Mathematical Strategies to Uncover the Molecular Basis of Prion Transitions

揭示朊病毒跃迁分子基础的数学策略

• 批准号: 9459439
• 负责人: Suzanne Sindi
• 金额: $ 21.36万
• 依托单位: UNIVERSITY OF CALIFORNIA, MERCED
• 依托单位国家: 美国
• 财政年份: 2017
• 资助国家: 美国
• 起止时间: 2017-07-01 至 2021-03-31
• 项目状态: 已结题
• 来源: https://reporter.nih.gov/project-details/9459439
• 关键词: Age; Alpha Cell; Appearance; Biological; Cell division; Cells; Chemicals; Coupled; Data; Dimensions; Disease; Dominant-Negative Mutation; Equation; Future; Genetic; Goals; Human; Mammals; Mathematics; Memory; Methods; Mission; Modeling; Molecular; Molecular Conformation; Neurodegenerative Disorders; Non-Insulin-Dependent Diabetes Mellitus; Phenotype; Population; Prions; Proteins; Regulation; Source; Structure; System; United States National Institutes of Health; Variant; Yeasts; biological heterogeneity; experimental study; genetic element; human disease; insight; mathematical model; novel; prion-based; protein aggregation; yeast prion

Populations of seemingly identical cells are often highly variable with respect to phenotype, but the quantitative basis of this variation is rarely understood.

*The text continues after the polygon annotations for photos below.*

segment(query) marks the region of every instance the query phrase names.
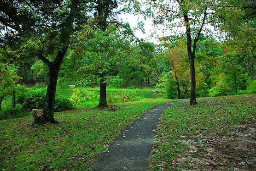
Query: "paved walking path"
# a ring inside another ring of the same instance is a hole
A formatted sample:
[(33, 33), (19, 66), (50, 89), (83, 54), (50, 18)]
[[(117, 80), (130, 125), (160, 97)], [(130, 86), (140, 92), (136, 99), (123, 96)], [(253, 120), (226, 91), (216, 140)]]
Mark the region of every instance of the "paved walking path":
[(145, 112), (127, 127), (93, 165), (93, 171), (145, 171), (154, 141), (154, 130), (168, 107), (184, 101), (160, 105)]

The goal of this proposal is to develop and experimentally validate multiscale stochastic and deterministic mathematical models incorporating the sources of this variation: cell division and intracellular constituents. To do so, our studies will exploit and seek to explain metastable prion-based phenotypes in yeast, an experimentally tractable and biologically relevant model. Prions are protein-only genetic elements in which distinct functional states of the same protein are created by self-templating changes in its three-dimensional conformation within the context of an aggregate. Prions in mammals are commonly associated with fatal neurodegenerative disease, but yeast prions appear and disappear through manipulations that exploit biological heterogeneity. In Aim 1 we develop a model of prion appearance with two stages of stochastic regulation: an initial aggregate first must appear and then persist in the population as cells divide. We will analyze our model by directly solving the chemical master equation (CME) over a novel state-space truncation we developed for protein aggregation. We use generating functions to develop a matrix free implementation of the CME enabling us to consider biologically feasible state spaces up to the size of system memory. In Aim 2, we develop a multiscale structured population model (MS-SPM) where aggregates evolve in size and number during a cell's lifetime and are distributed, along with other cellular constituents impacting these dynamics, in accordance with asymmetries in cell division. To solve the MS-SPM - a system of coupled PDEs with non-local boundary conditions - we will generalize numerical methods developed for age-structured population models. We will use our model to study the relationship between cellular age and aggregate composition and to discovery the molecular basis of prion disappearance induced by prion dominant-negative mutants. These models will be used to explain data, estimate parameters and develop hypotheses to guide future experiments.

对于表型，看似相同的细胞的种群通常是高度可变的，但是这种变异的定量基础很少被理解。该提案的目的是开发和实验验证融合了这种变体来源的多尺度随机和确定性的数学模型：细胞分裂和细胞内成分。为此，我们的研究将利用并试图解释酵母中基于稳定的prion的表型，这是一种实验性的且具有生物学相关的模型。王室是仅蛋白质的遗传元素，其中同一蛋白质的不同功能状态是通过在骨料的背景下的三维构象中的自我测定变化而产生的。哺乳动物中的王室通常与致命的神经退行性疾病有关，但是通过利用生物异质性的操纵而出现酵母菌prions并消失。在AIM 1中，我们开发了一个具有两个随机调节阶段的prion外观模型：首先必须出现初始骨料，然后随着细胞分裂而在人群中持续存在。我们将通过直接求解用于蛋白质聚集的新型状态空间截断的化学主方程（CME）来分析我们的模型。我们使用生成功能来开发CME的矩阵免费实现，从而使我们能够考虑生物学上可行的状态空间，直到系统内存的大小。在AIM 2中，我们开发了一个多尺度结构化种群模型（MS-SPM），其中聚集体在单元的寿命期间的大小和数量演变，并根据细胞分裂的不对称性而分布以及其他影响这些动力学的细胞成分。为了解决MS-SPM - 具有非本地边界条件的耦合PDE系统 - 我们将推广为年龄结构群体模型开发的数值方法。我们将使用我们的模型研究细胞年龄与骨料组成之间的关系，并发现由王室显性阴性突变体引起的prion王消失的分子基础。这些模型将用于解释数据，估计参数并提出假设以指导未来的实验。